For this and other purposes, we developed the rhesus macaque (Macaca mulatta) model of GS [14, 2430]. The presence of AGAs, gluten-sensitive enteropathy (GSE), increased intestinal permeability, and genetic predisposition were all documented. Consistent with human disease, GSE in macaques is characterized by a wide range of severity, ranging from the subclinical to severe form that includes decreased absorption of nutrients, decreased xenobiotic metabolism, cancer predisposition, diarrhea, dermatitis, decreased diversity of gut microbiome, as well as the perturbations in expression of several neurodevelopmental disorder-associated genes including those of ASD and down syndrome. One of these genes that showed significant upregulation in GS rhesus macaques was the Ca2+-dependent activator protein for secretion 2 (CADPS2). In humans, the CADPS2 gene is located within the autism susceptibility locus 1 on chromosome 7q. It was shown that Cadps2-knockout mice exhibit cellular and behavioral traits consistent with ASD [31]. The CADPS2 protein regulates exocytosis of synaptic vesicles in neurons and neuroendocrine cells. In accordance with these findings, analysis of the ASD-associated genetic predisposition factors by a group at Harvard School of Medicine revealed that ASD is not restricted to not only humans but also apes, monkeys, and dolphins [32]. Remission and relapse stages of GSE can be accomplished in GS macaques by feeding gluten-free and gluten-containing diets, respectively. Similar to human gluten-sensitive patients, AGA and GSE are reversibly dependent in GS macaques by exposure to dietary gluten [24, 33, 34]. Thus, an extensive use of GS rhesus macaque model in experimental and translational studies involving neurodevelopmental disorder-associated genes and their corresponding pathways is desired—as a new preclinical tool for not only ASD research but also for the development of NCGS vs. CD differential diagnostics.

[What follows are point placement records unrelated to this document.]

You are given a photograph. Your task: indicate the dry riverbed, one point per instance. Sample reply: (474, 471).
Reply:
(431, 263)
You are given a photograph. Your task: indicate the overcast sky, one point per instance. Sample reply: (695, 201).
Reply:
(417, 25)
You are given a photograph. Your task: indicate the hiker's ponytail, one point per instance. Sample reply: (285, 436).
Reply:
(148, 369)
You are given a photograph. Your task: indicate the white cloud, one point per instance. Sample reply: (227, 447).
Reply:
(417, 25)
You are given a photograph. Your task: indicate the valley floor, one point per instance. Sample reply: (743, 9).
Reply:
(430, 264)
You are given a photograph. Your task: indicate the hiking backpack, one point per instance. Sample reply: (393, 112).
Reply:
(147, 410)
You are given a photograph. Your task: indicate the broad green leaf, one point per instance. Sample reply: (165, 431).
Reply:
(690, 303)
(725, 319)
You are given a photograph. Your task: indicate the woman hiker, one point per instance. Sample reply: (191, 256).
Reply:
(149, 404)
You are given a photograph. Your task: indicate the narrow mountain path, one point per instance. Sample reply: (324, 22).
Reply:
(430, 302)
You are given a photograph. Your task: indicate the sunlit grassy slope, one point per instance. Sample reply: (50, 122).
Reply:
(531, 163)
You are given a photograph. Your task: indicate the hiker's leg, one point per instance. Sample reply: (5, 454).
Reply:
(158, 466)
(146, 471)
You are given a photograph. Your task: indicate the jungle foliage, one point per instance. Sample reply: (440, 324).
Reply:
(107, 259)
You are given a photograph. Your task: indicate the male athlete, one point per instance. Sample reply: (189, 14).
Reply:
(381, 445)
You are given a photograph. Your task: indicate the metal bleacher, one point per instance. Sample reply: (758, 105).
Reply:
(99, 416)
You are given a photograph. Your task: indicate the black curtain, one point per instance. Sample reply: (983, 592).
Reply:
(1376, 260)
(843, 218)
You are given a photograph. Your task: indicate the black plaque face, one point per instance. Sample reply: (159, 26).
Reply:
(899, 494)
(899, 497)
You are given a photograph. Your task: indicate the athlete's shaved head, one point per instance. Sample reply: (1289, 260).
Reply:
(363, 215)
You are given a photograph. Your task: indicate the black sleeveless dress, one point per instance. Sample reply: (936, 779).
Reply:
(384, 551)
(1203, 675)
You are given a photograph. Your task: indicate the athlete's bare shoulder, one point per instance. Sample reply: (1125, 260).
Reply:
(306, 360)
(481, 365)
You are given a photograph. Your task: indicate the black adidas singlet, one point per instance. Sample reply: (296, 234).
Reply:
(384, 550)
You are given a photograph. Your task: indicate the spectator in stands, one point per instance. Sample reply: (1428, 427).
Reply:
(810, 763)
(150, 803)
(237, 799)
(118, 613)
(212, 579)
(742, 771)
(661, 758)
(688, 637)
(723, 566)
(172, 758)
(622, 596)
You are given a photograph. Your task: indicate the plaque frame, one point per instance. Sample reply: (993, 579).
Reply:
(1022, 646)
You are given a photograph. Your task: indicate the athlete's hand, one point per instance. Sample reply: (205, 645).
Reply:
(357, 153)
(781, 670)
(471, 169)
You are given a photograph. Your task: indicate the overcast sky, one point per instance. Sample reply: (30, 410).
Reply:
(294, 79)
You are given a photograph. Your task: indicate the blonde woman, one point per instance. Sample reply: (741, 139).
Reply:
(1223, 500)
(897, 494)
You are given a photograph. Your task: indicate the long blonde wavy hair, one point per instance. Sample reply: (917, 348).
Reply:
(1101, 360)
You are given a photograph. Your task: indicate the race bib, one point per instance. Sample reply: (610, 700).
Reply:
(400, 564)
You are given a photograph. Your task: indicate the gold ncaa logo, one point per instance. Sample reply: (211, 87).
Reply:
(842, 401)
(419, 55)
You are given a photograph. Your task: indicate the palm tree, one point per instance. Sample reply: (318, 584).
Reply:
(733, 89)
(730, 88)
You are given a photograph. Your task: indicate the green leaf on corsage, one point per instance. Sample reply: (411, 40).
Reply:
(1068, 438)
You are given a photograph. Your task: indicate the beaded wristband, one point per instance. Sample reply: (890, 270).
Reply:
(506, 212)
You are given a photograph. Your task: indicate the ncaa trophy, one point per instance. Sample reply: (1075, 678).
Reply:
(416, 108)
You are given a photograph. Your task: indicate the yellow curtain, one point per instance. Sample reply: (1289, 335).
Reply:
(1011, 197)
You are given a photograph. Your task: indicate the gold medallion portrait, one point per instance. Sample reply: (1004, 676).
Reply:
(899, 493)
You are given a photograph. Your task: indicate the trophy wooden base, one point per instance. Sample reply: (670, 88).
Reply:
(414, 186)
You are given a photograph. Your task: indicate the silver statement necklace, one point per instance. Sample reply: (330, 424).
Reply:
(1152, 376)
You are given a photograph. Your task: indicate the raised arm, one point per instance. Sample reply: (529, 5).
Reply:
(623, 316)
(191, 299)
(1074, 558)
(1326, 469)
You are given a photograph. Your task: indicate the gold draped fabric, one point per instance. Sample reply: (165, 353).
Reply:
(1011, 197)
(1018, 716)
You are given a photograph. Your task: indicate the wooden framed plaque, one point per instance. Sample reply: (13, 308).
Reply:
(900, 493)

5. NCGS vs. CD microbial signatures

Based on the assumption that CD is caused by an autoimmune reaction to TG2, while NCGS is caused by chronic bacterial intestinal infections, a recent study by Columbia University researchers focused on the identification of differential, bacterial byproduct-specific diagnostic markers to distinguish the two conditions [35]. Their findings suggested that enteropathy could occur in individuals who report GS in the absence of CD, while it is associated with increased serum antibodies recognizing bacterial lipopolysaccharide (LPS) and/or its CD14 ligand [35]. Although several antibodies were evaluated for their potential to be used as differential diagnostic tools including anti-LPS, anti-flagellin, and anti-soluble CD14 (sCD14), the best predictive values were attributed to antibodies targeting LPS and sCD14. These results corroborated that NCGS and CD have common and differential features that can be further exploited for the development of more sensitive and accurate differential diagnostic assays.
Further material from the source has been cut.